**Graphic updated on **16/04 @ 17:37 CEST - (Netflix changes)
The Heartbleed bug - a major security flaw in OpenSSL - has seriously disrupted the online community this week. OpenSSL is one of the most popular pieces of encryption software, and the bug has potentially exposed millions of user details to hackers.
Some online service providers acted quickly, patching the flaw as soon as it was announced. However, many others have yet to act.
If a service provider is yet to apply the patch, you should not change your password. Instead, wait until you receive confirmation from an official channel that the servers have been patched. Only then should you log in and update your details.
Conflicting reports have led to panic - nobody seems to know which sites have been affected, or whether their servers have been patched.
To dispel the confusion, we’ve created a simple password change checklist. It identifies the major sites which have been affected by Heartbleed - and whether they’ve patched their servers yet.
Link to the full graphic
If a service provider is yet to apply the patch, you should not change your password. Instead, wait until you receive confirmation from an official channel that the servers have been patched.
I probably have log in IDs at at least 50 to 75 web sites here and there. To date not one of them has e-mailed me to say “Hey we fixed it, now change your password.”
This advice is pretty much useless unless system admins are pro-active in letting users know when systems have been patched.
I seriously question the advice that passwords not be changed until the site has announced that it has applied the fix.
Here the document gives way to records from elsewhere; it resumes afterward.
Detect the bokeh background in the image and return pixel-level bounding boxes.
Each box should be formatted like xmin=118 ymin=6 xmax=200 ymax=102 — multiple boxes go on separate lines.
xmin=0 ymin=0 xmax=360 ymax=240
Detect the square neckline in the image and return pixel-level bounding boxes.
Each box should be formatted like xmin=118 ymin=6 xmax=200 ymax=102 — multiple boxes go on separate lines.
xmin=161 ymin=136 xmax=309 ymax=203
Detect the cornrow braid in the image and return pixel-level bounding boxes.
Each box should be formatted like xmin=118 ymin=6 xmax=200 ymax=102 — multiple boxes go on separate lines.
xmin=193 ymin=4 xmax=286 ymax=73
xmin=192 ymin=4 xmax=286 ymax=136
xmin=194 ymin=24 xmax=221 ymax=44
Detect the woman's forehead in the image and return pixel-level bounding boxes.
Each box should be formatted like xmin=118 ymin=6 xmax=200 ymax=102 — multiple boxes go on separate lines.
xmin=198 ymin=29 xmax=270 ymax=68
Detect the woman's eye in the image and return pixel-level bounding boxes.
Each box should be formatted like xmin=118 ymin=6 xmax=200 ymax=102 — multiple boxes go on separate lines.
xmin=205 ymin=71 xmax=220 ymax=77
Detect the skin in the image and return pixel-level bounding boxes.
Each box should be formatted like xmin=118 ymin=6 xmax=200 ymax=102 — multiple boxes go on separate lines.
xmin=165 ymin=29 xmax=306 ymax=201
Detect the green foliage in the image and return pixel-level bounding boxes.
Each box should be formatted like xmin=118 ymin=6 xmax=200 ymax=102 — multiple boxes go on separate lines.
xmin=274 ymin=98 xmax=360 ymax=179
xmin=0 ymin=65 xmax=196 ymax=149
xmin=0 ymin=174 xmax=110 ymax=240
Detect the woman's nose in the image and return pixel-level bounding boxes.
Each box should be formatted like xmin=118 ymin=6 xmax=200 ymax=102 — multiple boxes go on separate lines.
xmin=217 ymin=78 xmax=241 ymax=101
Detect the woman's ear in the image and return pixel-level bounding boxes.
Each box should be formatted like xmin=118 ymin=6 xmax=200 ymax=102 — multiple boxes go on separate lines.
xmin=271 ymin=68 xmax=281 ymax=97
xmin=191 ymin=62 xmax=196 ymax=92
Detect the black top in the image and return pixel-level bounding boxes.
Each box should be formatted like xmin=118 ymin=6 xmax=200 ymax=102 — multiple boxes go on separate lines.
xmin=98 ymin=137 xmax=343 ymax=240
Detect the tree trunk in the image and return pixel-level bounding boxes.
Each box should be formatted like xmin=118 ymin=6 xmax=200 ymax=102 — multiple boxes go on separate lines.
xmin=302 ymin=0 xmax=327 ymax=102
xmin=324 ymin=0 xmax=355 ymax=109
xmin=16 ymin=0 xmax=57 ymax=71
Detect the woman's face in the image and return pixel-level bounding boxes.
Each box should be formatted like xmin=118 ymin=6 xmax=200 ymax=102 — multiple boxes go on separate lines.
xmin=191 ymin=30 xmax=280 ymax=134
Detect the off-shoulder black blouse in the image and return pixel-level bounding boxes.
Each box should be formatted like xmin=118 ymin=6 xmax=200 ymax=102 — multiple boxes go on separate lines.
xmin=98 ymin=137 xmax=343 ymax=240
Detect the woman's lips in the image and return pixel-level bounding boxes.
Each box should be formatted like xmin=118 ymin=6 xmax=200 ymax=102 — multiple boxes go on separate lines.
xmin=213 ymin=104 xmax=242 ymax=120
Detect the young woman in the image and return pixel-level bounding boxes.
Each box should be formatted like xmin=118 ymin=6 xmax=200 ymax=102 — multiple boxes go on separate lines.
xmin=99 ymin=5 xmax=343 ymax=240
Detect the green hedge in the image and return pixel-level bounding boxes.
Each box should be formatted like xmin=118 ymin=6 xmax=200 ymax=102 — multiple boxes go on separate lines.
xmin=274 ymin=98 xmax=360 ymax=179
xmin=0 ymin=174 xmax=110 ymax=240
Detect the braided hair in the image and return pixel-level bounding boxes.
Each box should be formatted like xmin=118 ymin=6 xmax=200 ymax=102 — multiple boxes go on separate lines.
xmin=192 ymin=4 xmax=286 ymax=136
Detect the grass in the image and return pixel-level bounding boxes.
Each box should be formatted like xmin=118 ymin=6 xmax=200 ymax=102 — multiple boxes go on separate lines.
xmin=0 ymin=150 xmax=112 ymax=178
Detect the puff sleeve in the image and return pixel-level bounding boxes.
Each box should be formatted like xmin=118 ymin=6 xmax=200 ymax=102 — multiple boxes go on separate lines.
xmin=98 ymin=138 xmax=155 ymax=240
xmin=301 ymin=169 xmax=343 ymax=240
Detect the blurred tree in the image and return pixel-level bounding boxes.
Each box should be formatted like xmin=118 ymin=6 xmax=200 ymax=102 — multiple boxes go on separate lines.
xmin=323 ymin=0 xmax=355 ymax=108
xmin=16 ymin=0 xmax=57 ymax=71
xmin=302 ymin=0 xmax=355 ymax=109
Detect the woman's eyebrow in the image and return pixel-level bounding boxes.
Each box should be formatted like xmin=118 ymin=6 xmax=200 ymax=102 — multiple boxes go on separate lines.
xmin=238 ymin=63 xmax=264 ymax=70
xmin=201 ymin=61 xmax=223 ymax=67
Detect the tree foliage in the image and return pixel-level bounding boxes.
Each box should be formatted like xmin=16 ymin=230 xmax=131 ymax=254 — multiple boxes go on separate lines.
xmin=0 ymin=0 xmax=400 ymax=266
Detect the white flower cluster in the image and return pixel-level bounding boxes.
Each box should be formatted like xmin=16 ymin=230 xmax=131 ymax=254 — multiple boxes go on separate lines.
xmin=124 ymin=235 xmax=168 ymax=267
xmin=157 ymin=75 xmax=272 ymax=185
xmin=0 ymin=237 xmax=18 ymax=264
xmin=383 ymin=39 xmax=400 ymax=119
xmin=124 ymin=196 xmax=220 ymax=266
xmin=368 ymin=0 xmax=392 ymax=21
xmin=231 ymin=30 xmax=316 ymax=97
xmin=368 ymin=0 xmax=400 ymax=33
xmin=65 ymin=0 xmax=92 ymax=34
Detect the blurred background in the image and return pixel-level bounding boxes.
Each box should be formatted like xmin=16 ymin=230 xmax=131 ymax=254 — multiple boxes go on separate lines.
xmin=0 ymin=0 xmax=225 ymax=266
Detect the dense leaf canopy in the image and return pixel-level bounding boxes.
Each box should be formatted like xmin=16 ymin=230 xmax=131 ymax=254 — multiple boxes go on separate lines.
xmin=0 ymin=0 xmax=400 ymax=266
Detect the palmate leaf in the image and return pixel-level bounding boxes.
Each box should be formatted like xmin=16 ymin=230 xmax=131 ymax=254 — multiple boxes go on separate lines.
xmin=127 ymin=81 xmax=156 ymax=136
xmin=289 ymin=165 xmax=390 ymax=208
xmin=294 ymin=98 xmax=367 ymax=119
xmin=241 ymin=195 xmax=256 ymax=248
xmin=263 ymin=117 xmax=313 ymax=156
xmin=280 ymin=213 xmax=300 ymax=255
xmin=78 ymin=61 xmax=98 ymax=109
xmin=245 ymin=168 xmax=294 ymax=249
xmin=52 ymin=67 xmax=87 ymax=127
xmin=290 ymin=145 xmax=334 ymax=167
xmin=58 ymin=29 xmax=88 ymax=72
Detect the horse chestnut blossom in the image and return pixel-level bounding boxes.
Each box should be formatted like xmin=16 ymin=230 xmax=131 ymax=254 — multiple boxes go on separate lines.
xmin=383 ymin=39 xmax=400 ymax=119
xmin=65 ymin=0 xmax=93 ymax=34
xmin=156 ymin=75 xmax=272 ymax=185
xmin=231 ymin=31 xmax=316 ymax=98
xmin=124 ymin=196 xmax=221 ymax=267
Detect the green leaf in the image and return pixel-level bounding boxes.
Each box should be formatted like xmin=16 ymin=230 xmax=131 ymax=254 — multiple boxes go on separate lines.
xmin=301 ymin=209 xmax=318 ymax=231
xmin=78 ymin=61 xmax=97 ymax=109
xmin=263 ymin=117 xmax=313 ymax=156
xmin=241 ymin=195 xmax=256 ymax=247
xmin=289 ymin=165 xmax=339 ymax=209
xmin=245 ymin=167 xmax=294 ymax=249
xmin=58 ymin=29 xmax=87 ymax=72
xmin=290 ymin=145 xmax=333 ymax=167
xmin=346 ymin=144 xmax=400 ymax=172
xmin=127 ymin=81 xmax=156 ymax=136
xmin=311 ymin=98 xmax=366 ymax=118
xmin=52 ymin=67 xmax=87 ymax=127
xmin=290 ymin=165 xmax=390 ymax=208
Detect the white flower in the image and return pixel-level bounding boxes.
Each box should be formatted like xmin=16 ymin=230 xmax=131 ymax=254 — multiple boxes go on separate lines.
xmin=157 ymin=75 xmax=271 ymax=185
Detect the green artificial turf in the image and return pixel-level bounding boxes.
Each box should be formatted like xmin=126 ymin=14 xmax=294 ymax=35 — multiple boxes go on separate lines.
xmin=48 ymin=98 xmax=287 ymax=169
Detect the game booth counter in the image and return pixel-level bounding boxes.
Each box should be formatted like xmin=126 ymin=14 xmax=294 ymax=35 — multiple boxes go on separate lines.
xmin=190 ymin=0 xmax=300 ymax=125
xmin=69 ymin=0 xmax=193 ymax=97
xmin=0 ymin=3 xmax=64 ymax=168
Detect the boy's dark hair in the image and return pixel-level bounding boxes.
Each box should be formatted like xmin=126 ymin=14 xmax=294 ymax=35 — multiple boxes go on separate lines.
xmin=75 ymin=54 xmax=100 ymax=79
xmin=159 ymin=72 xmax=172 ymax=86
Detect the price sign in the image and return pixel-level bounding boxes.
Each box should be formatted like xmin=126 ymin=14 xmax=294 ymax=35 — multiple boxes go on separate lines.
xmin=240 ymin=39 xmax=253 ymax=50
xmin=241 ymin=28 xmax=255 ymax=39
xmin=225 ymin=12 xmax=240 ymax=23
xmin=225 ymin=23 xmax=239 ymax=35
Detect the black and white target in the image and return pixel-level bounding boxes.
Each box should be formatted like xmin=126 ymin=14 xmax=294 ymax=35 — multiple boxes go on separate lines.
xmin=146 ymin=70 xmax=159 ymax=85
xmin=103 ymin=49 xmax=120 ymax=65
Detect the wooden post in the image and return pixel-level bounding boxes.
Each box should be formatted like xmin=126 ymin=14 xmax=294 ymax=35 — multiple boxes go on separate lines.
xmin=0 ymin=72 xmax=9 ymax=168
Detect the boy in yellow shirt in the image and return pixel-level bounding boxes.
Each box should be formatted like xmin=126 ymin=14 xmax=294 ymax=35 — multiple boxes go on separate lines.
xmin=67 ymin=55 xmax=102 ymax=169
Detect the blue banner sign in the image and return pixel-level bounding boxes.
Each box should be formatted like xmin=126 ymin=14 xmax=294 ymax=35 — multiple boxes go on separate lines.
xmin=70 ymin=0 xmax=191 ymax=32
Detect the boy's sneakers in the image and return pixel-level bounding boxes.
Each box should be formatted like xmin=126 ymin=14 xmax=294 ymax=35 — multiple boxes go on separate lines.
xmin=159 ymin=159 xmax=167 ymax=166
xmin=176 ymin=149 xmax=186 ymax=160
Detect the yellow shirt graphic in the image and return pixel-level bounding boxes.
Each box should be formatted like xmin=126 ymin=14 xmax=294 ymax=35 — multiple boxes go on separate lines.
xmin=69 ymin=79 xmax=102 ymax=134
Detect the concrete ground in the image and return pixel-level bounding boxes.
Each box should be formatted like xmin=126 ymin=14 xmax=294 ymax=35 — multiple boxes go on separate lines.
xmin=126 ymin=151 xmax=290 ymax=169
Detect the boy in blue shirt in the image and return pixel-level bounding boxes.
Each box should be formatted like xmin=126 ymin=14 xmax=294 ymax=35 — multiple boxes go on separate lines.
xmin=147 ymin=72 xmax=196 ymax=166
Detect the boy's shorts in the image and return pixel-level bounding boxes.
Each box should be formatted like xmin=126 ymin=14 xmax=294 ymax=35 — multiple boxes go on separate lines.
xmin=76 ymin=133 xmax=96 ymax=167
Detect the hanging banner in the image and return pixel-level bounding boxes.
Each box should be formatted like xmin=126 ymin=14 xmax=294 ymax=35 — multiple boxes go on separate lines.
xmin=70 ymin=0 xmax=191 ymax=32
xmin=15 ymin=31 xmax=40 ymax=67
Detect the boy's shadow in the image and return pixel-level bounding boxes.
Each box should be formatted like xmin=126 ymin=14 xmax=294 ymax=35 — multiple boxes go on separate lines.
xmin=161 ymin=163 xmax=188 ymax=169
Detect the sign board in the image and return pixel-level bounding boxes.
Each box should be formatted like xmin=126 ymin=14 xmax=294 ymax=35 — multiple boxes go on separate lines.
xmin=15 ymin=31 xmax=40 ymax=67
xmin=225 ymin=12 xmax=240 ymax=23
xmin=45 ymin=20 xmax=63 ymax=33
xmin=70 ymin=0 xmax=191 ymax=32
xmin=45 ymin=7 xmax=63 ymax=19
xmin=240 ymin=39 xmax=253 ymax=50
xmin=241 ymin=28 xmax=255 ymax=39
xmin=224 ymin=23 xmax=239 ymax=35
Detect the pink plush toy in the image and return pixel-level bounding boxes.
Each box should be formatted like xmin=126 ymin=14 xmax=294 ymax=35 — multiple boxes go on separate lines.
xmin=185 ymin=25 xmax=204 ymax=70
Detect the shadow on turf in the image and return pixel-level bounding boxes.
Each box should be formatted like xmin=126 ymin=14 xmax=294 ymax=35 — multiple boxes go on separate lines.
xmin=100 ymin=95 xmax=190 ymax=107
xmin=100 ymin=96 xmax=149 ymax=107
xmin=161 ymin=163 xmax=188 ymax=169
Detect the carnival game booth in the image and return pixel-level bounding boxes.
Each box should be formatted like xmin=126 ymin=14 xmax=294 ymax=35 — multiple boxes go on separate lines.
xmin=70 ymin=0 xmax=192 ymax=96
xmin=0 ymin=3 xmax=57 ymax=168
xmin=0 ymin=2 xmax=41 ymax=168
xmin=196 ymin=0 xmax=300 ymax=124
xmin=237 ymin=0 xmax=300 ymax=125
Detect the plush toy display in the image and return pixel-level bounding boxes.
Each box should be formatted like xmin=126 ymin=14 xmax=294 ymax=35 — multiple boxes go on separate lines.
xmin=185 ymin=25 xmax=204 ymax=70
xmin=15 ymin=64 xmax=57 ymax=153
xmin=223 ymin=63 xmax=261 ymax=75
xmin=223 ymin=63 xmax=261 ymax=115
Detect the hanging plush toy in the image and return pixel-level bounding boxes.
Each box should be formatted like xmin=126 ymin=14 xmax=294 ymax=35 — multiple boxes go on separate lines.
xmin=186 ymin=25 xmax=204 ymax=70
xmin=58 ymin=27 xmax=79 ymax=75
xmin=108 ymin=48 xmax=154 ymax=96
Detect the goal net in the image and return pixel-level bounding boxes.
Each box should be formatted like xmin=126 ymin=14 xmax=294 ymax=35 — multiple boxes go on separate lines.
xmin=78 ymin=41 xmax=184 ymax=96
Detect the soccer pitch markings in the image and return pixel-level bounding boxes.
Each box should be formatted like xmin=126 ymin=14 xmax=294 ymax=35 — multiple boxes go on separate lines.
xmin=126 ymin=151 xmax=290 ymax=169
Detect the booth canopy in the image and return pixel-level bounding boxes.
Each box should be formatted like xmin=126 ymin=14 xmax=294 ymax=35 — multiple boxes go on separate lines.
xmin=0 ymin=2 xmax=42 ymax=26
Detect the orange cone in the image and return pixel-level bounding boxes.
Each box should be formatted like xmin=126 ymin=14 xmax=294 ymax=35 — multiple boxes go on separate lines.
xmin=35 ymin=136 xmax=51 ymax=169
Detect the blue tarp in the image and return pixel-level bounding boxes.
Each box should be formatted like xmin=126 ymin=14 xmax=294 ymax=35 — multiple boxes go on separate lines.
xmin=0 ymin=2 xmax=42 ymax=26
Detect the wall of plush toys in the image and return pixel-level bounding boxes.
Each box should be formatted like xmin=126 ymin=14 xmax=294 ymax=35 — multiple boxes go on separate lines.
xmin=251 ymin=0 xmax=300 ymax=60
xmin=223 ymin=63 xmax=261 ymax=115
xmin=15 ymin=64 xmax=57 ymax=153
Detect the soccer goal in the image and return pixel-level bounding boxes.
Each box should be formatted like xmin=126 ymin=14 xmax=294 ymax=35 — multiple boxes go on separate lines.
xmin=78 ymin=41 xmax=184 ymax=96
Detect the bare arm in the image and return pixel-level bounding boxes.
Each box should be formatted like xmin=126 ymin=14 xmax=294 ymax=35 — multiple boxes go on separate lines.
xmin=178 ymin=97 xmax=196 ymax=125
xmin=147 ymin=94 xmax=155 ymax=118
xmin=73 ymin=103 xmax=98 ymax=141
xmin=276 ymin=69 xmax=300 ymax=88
This simply leaves the user vulnerable if in fact their password is compromised.
I think better advice is to identify those sites where compromise would have a serious impact … e.g., a bank or investment account … and change those passwords frequently … e.g., daily … until AFTER the fix is applied … be sure to make one last change AFTER the fix.
Of particular concern would be any email providers for accounts which could be used to recover password access to other accounts.